Carson adds that Karndean’s luxury vinyl flooring sets out to address this by being distinctively quieter than laminate flooring or natural wood and stone. Particularly suitable for upstairs rooms or multi-level developments where ambient noise levels can be a concern, Karndean’s rigid core and loose lay formats feature pre-attached enhanced acoustic backing that can reduce noise transfer to floors below by up to 21dB.

At the start of March 2020, just before lockdown, there were 350 Quiet Mark-certified products by 60 brands on its website. One year later, that has more than tripled to over 1,000 products by 80 brands across 61 product categories. The increase of entries comes directly in response to global changes this year, as consumers and trade buyers have needed more help to source products to create a domestic soundscape more conducive to a productive work-from-home environment.

‘John Lewis [has been] a long-standing retail partner of ours for the past seven years,’ Szkiler continues. ‘It has seen a huge increase of 225% in customer engagements searching for Quiet Mark in its navigation bar, and then 100,000s of customers shopping at John Lewis online, searching for Quiet Mark-certified products with the checkbox on the left-hand side of the navigation menu.

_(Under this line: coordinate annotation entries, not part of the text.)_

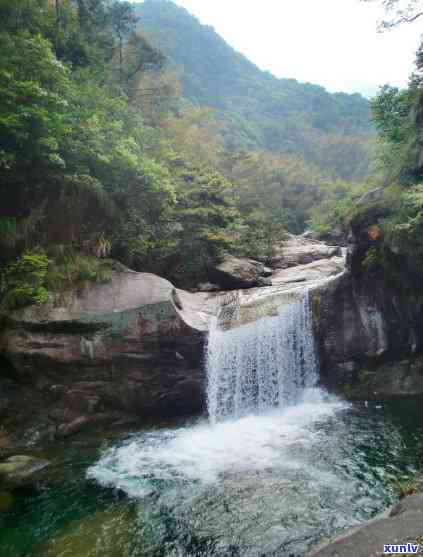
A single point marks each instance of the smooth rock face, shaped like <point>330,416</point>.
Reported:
<point>237,273</point>
<point>20,470</point>
<point>134,347</point>
<point>131,347</point>
<point>403,525</point>
<point>301,250</point>
<point>363,323</point>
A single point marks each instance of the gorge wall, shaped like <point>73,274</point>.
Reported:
<point>134,347</point>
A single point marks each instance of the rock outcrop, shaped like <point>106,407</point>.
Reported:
<point>301,250</point>
<point>131,347</point>
<point>134,347</point>
<point>363,322</point>
<point>238,273</point>
<point>402,525</point>
<point>20,470</point>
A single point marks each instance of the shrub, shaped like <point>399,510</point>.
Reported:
<point>24,281</point>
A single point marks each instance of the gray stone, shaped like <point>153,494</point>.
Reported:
<point>301,250</point>
<point>21,470</point>
<point>238,273</point>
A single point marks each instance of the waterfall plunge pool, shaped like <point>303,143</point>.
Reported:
<point>278,466</point>
<point>272,485</point>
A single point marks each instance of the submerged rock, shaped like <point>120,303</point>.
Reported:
<point>6,501</point>
<point>112,532</point>
<point>402,525</point>
<point>20,470</point>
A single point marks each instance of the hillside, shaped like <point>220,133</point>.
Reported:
<point>261,111</point>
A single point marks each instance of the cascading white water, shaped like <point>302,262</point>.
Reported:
<point>264,364</point>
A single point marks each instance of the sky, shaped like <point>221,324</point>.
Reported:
<point>333,43</point>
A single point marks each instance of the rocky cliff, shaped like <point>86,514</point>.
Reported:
<point>130,348</point>
<point>133,348</point>
<point>369,332</point>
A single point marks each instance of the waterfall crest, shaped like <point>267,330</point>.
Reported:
<point>263,364</point>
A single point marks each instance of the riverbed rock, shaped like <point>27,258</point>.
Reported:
<point>133,346</point>
<point>20,470</point>
<point>301,250</point>
<point>113,532</point>
<point>238,273</point>
<point>363,322</point>
<point>401,525</point>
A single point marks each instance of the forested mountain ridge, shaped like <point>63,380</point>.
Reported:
<point>259,110</point>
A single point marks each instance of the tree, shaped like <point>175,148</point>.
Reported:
<point>123,20</point>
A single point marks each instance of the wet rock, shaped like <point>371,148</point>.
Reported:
<point>21,470</point>
<point>207,287</point>
<point>238,273</point>
<point>301,250</point>
<point>6,501</point>
<point>403,524</point>
<point>128,347</point>
<point>112,532</point>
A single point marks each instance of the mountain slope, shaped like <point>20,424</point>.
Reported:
<point>260,110</point>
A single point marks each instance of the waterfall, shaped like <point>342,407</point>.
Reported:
<point>262,364</point>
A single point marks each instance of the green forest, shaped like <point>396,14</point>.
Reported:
<point>109,153</point>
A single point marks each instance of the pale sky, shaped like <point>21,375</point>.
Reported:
<point>333,43</point>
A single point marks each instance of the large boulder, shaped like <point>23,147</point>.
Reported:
<point>363,321</point>
<point>238,273</point>
<point>301,250</point>
<point>20,470</point>
<point>401,525</point>
<point>130,347</point>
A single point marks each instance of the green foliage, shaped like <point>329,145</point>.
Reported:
<point>258,110</point>
<point>24,281</point>
<point>69,269</point>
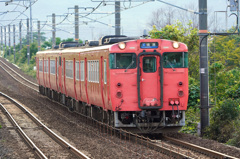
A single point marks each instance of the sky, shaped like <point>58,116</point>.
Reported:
<point>135,16</point>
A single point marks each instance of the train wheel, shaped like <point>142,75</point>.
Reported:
<point>111,118</point>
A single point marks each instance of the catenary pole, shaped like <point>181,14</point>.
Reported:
<point>117,18</point>
<point>39,37</point>
<point>1,39</point>
<point>76,24</point>
<point>5,39</point>
<point>14,51</point>
<point>20,35</point>
<point>53,30</point>
<point>9,38</point>
<point>204,85</point>
<point>28,47</point>
<point>31,33</point>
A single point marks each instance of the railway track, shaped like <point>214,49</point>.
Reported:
<point>36,133</point>
<point>170,147</point>
<point>201,152</point>
<point>18,77</point>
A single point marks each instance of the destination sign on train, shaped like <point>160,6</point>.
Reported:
<point>149,45</point>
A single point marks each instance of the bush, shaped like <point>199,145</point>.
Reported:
<point>223,118</point>
<point>235,141</point>
<point>194,93</point>
<point>192,119</point>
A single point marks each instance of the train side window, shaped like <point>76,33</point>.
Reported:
<point>60,60</point>
<point>122,60</point>
<point>77,70</point>
<point>175,60</point>
<point>97,71</point>
<point>46,66</point>
<point>69,69</point>
<point>40,66</point>
<point>88,68</point>
<point>52,67</point>
<point>82,70</point>
<point>105,71</point>
<point>149,64</point>
<point>63,69</point>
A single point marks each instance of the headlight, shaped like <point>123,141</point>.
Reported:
<point>122,45</point>
<point>176,45</point>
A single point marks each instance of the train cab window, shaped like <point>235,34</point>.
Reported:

‘Responsible acoustic design can have a profound positive impact on our emotional, mental and physical health – more than we often understand. You can have a stunning design but it might feel awful and be very uncomfortable to live or work with when sound waves are bouncing around off hard surfaces.

‘With sensitivity for the long-term benefits of using acoustic solutions, rooms can look just as impressive with the warmth and comfort of an absorbent material structure that transforms a living space profoundly.’